En las
últimas horas de la tarde, un joven zorro paseaba irreflexivamente por los
bosques cuando, ¡zas!, pisó una trampa de acero y quedó atrapada en él su
peluda cola. Hizo todo lo posible por zafarse, pero cuanto más tiraba, con
mayor fuerza lo retenía el cepo.
Oscurecía,
y un par de veces creyó oir ladrar a los perros. Luego, de pronto, tuvo la
seguridad de que los oía… y adivinó que llegaba el cazador para ver qué había
atrapado su trampa.
El
infortunado zorro pensó con rapidez. No cabía duda. Debía perder la vida ?o su
hermosa cola. Sólo disponía de unos pocos minutos para huir. Acaso no podría
zafarse. Tiró con todas sus fuerzas, se revolcó por el suelo y se retorció
hasta que, con un tirón final, quedó libre, dejando su preciosa cola en la
trampa. En el preciso instante en que se acercaba, a la carrera, el primero de
los salvajes perros, el zorro se internó en el bosque, tambaleándose
penosamente. Cruzó un río, para hacer perder el rastro a sus perseguidores y se
encaminó hacia su guarida.
El zorro
estaba tan contento de estar vivo que, durante algún tiempo, no se preocupó
mucho por la pérdida de su cola. Pero al día siguiente, cuando se inclinó sobre
el arroyo para beber, miró el agua y vio la terrible verdad. Su hermosa cola
había desaparecido. ¡Qué raro y feo estaba! Meneó la cabeza tristemente, y al
imaginar cómo se burlarían de él los demás animales, sobre todo los zorros, se
internó en el solitario bosque y se ocultó entre la espesa arboleda.
Pero, como
todos los zorros, era taimado y, después de trazar varios planes y de urdir
diversas tretas, se le ocurrió una idea brillantísima.
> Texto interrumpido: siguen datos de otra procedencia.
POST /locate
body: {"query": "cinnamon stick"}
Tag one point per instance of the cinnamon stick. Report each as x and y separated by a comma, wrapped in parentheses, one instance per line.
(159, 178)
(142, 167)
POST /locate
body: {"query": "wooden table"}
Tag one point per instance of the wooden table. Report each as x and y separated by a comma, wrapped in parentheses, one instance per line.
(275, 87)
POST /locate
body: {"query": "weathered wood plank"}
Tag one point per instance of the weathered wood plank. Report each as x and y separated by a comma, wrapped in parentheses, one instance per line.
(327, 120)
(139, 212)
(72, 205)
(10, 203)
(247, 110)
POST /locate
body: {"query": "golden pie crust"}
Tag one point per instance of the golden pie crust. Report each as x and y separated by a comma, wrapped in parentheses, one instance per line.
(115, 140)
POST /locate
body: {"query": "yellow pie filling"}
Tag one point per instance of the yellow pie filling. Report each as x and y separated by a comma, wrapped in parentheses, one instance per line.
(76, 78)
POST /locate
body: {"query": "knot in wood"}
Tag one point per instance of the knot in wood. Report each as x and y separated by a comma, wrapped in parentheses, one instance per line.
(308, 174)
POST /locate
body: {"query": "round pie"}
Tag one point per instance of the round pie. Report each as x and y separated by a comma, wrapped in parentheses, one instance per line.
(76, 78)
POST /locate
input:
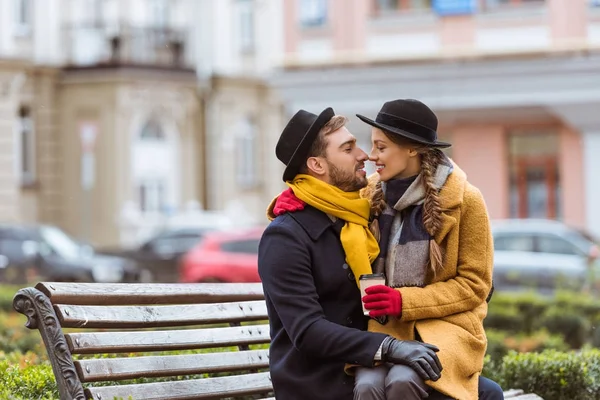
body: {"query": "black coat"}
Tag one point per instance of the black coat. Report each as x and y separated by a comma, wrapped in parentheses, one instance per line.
(314, 306)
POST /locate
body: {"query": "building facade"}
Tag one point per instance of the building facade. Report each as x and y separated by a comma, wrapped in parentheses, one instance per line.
(515, 83)
(117, 115)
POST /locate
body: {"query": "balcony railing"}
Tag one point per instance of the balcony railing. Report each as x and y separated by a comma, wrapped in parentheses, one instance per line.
(125, 45)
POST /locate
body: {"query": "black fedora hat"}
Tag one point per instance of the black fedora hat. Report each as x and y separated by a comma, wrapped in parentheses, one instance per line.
(297, 138)
(408, 118)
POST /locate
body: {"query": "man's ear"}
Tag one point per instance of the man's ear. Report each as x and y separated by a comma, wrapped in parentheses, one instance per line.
(316, 165)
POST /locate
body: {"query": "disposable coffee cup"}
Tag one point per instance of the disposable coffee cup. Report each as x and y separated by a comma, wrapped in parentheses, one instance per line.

Estaba seguro de ello.
Apenas
amaneció el día siguiente, se unió audazmente a un grupo de hermanos y primos
suyos y, antes de que pudieran decir una sola palabra sobre su desaparecida
cola, empezó a pronunciar un elocuente discurso.
-No se
imaginan qué agradable, cómodo y práctico es estar sin cola -dijo, con aire
importante-. No sé cómo he podido soportarla durante tantos años. ¡Me siento
tan ligero y ágil sin ella! Es una sensación maravillosa.
-Pero…
¿qué fue de tu cola? -preguntó uno de los zorros, sorprendido.
-¿Qué fue,
dices? -repitió el joven zorro-. Pues que me la corté, naturalmente. Era
demasiado larga y pesada y se arrastraba siempre por el suelo, recogiendo basura.
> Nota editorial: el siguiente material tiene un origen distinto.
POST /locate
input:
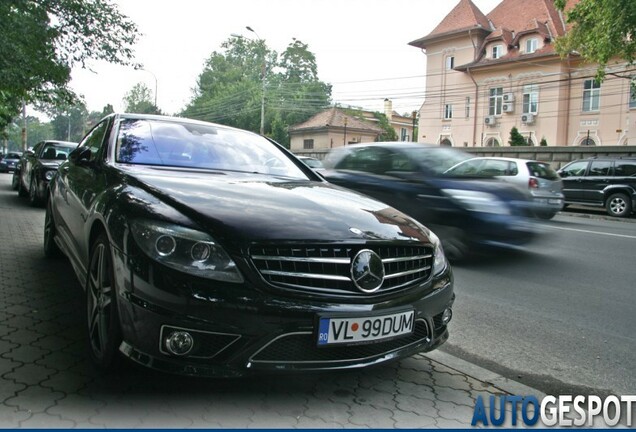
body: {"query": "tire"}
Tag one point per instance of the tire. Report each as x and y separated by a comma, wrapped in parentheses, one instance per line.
(618, 205)
(15, 180)
(22, 192)
(104, 330)
(34, 198)
(51, 250)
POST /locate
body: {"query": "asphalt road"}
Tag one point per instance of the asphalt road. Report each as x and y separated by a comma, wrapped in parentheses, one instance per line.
(561, 316)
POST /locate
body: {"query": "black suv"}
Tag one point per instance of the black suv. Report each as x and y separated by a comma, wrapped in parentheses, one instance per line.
(601, 182)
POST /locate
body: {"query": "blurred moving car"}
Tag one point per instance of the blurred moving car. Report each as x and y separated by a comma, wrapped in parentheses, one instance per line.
(467, 213)
(9, 161)
(539, 178)
(601, 182)
(37, 167)
(312, 163)
(207, 250)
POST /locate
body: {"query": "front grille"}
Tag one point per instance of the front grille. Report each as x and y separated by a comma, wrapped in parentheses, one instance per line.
(327, 268)
(302, 348)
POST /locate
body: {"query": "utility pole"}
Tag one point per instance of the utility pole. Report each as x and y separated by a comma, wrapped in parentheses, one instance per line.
(263, 73)
(24, 143)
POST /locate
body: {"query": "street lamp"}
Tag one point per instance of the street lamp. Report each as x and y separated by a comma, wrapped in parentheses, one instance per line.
(155, 77)
(262, 80)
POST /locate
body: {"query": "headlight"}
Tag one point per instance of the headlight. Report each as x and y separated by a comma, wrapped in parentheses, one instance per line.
(185, 249)
(478, 201)
(439, 258)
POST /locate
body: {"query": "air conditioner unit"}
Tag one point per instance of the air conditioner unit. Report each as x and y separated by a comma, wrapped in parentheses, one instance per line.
(527, 118)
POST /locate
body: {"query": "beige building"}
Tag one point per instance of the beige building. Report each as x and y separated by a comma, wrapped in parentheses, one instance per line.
(331, 128)
(486, 74)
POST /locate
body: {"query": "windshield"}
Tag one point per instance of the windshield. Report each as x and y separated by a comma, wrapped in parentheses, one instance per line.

Ahora me siento cómodo, por primera vez en mi vida, y os aconsejo a todos que
os desembaracéis de vuestras estúpidas e inútiles colas inmediatamente.
-¿Y
supones que vamos a creer que te la cortaste? -preguntó tranquilamente un viejo
zorro.
-¿Por qué
no? -replicó el zorro joven, con un poco más de aspereza que la natural-. Mi
fastidiosa cola se me enredaba a cada momento en esto y lo otro y…
Al oírlo,
una vieja abuela contrajo sus zorrunos ojos y se echó a reír. Al cabo de un
momento, todos los presentes reían… con mayor fuerza cada vez. Esto resultó
insoportable al joven zorro, y si hubiese tenido una cola que meter entre las
patas, por cierto que lo habría hecho, cuando se fue, enojado, a refugiar en el
bosque.
-Al dolor
le gusta la compañía -dijo la vieja y sabia zorra.
Pero los
demás reían aún Y probablemente no la oyeron.